CNRS© Vincent Moncorgé - CNRS / Femmes & Science / Université de Lille - 2026

Monika BouetChimiste

Ambassadrice "La science taille XX Elles" édition Hauts-de-France 2026

 

« Je dompte la lumière avec la fibre optique »

 

Monika Bouet a trouvé sa place dans le laboratoire de Physique des Lasers, Atomes et Molécules (PhLAM, UMR CNRS-Université de Lille), entre recherches sur les fibres optiques, projets interdisciplinaires et engagement pour plus de mixité dans les sciences.

 

Il est peu courant pour une chimiste d’intégrer un laboratoire de physique. Pourtant, en 2016, le laboratoire de Physique des Lasers, Atomes et Molécules (PhLAM) propose un post-doctorat qui semble taillé sur mesure pour Monika Bouet. Le laboratoire cherche à développer de nouveaux matériaux grâce à des composés chimiques, et elle y voit une belle opportunité de s’ouvrir à des travaux interdisciplinaires.

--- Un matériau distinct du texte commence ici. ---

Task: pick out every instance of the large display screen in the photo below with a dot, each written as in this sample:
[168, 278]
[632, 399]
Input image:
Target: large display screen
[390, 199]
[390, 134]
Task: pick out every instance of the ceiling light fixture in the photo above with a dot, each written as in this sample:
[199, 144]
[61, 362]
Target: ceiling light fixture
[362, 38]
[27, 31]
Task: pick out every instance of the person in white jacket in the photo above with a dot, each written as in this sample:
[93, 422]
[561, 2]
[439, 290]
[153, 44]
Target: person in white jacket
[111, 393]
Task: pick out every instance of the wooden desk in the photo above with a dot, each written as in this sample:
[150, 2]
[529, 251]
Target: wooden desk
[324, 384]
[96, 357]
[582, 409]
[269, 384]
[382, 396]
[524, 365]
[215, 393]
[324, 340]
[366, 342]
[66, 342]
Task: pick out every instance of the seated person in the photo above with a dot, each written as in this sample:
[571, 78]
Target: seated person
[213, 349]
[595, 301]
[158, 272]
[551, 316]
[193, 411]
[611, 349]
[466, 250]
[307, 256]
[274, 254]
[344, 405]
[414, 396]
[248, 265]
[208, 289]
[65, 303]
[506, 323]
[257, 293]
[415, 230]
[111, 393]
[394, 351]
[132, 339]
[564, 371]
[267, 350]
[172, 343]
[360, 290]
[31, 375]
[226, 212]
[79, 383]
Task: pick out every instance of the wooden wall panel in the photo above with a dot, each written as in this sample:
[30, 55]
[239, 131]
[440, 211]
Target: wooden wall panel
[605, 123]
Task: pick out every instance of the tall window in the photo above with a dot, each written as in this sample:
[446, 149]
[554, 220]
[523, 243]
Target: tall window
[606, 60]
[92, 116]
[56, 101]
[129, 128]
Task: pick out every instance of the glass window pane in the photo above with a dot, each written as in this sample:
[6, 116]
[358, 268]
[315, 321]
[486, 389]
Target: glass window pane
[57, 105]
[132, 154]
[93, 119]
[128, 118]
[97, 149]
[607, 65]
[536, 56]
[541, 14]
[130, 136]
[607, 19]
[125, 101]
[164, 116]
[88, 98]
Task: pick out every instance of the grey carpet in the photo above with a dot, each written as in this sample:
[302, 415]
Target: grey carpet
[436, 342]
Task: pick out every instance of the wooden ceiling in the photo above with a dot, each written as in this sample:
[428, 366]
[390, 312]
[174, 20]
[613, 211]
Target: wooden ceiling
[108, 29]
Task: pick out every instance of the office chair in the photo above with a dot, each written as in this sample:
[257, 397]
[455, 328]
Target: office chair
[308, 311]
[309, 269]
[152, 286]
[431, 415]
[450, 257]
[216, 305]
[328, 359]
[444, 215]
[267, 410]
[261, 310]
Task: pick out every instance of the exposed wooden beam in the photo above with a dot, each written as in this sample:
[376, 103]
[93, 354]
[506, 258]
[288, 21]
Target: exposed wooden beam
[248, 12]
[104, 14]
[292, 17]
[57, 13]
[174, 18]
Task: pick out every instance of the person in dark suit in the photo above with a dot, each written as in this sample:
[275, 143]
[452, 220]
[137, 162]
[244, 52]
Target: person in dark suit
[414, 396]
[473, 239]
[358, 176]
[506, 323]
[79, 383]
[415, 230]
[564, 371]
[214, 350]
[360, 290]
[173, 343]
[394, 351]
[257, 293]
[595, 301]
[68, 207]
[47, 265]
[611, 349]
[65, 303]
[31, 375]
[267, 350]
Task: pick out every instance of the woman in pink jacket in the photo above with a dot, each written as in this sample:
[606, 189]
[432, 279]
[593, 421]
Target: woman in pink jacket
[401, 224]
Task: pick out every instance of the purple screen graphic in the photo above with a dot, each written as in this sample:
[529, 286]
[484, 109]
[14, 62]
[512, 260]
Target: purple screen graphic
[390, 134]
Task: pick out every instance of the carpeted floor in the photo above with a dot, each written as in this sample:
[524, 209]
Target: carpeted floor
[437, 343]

Originaire de Pologne, Monika Bouet a suivi un parcours international entre Cracovie et Orléans : un double master, puis une thèse en cotutelle entre les deux universités, autour de composés capables d’absorber la lumière. Après sa soutenance, elle interrompt temporairement sa carrière pour accueillir son premier enfant, puis effectue un post-doctorat à Rouen. Une seconde pause suit, pour la naissance de son deuxième fils. Attachée à son métier, Monika Bouet choisit néanmoins de se protéger, et de protéger ses enfants, en évitant tout risque lié à la manipulation de produits chimiques pendant la grossesse.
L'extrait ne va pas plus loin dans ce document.